3 Tutorial 1: linear regression and introduction to Stan
This first tutorial serves as an introduction to the Stan platform, and shows that Bayesian analysis obtains the same uncertainty assessments as classical methods, when analytical solutions are available.
For this purpose, we use a very short dataset and an ordinary linear regression model.
3.1 Data
The data are monthly measurements of whole-facility energy use (kWh), as well as heating degree-days and cooling degree-days (°C.day).
library(rstan)
library(tidyverse)
# Baseline data: cooling and heating degree days, energy use
df.pre <- data.frame(cdd = c(0, 10, 15, 21, 21, 14, 0, 0, 0, 0, 0, 0),
hdd = c(14, 0, 0, 0, 0, 0, 2, 20, 18, 32, 27, 20),
use = c(35936, 22260, 20970, 25438, 28547, 24394,
24224, 38767, 42205, 49649, 43540, 43734))
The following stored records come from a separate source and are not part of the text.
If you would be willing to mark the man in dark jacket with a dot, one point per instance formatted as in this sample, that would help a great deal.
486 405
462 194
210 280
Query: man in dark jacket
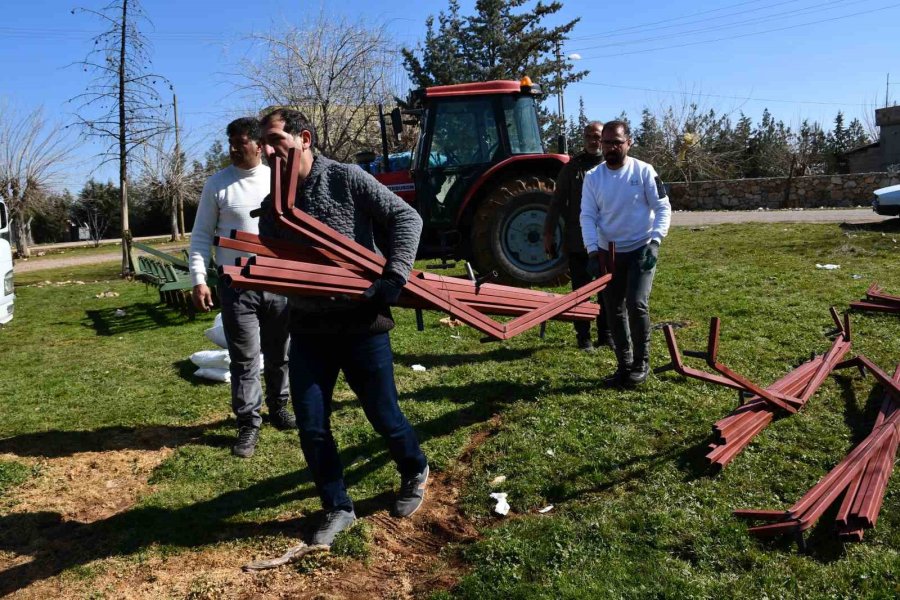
567 203
330 335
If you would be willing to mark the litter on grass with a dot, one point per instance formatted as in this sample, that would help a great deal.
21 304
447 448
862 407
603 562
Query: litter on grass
502 507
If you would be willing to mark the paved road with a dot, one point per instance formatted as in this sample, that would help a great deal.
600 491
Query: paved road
679 218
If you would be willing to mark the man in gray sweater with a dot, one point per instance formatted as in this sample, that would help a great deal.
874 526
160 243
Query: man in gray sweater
330 335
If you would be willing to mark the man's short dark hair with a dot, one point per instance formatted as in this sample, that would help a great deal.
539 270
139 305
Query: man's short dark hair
294 122
244 126
613 125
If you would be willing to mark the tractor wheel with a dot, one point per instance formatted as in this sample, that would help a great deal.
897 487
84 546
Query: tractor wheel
507 234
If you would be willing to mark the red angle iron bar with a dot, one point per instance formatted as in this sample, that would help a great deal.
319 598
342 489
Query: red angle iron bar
328 249
860 479
877 300
735 431
325 280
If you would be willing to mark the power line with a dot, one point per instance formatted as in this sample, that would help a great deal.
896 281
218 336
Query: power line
668 20
723 96
733 37
815 8
644 28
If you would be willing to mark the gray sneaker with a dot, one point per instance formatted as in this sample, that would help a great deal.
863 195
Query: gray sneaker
412 494
335 521
248 436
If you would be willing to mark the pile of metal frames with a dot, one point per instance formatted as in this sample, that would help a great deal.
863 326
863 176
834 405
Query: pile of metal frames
330 263
757 405
878 301
860 479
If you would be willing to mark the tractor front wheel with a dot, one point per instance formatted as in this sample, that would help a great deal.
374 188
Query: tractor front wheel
507 233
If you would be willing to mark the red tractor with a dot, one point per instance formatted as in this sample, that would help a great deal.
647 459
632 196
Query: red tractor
479 177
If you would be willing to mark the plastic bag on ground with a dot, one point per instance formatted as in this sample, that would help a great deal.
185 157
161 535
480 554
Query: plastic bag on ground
213 374
216 359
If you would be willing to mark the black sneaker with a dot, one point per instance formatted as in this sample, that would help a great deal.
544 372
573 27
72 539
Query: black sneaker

# Reporting period data: cooling and heating degree days, energy use
df.post <- data.frame(cdd = c(0, 3, 13, 23, 19, 16, 0, 0, 0, 0, 0, 0),
hdd = c(5, 0, 0, 0, 0, 0, 2, 19, 20, 24, 25, 14),
use = c(25416, 17445, 13626, 19295, 17970, 15158,
13293, 35297, 35665, 38562, 33383, 37244))
ggplot() +
geom_point(data = df.pre, aes(x=hdd, y=use), color="blue") +
geom_point(data = df.post, aes(x=hdd, y=use), color="red")
3.2 Model specification: first look at a Stan model
3.2.1 Ordinary linear regression
After a quick look at the data, we can assume a linear relationship between the dependent variable (energy use) and both explanatory variables (hdd and cdd).
I wrote a longer lecture on ordinary linear regression here. We don’t differentiate between simple and multiple regression, i.e. models with one or several explanatory variable, since they are solved the same way.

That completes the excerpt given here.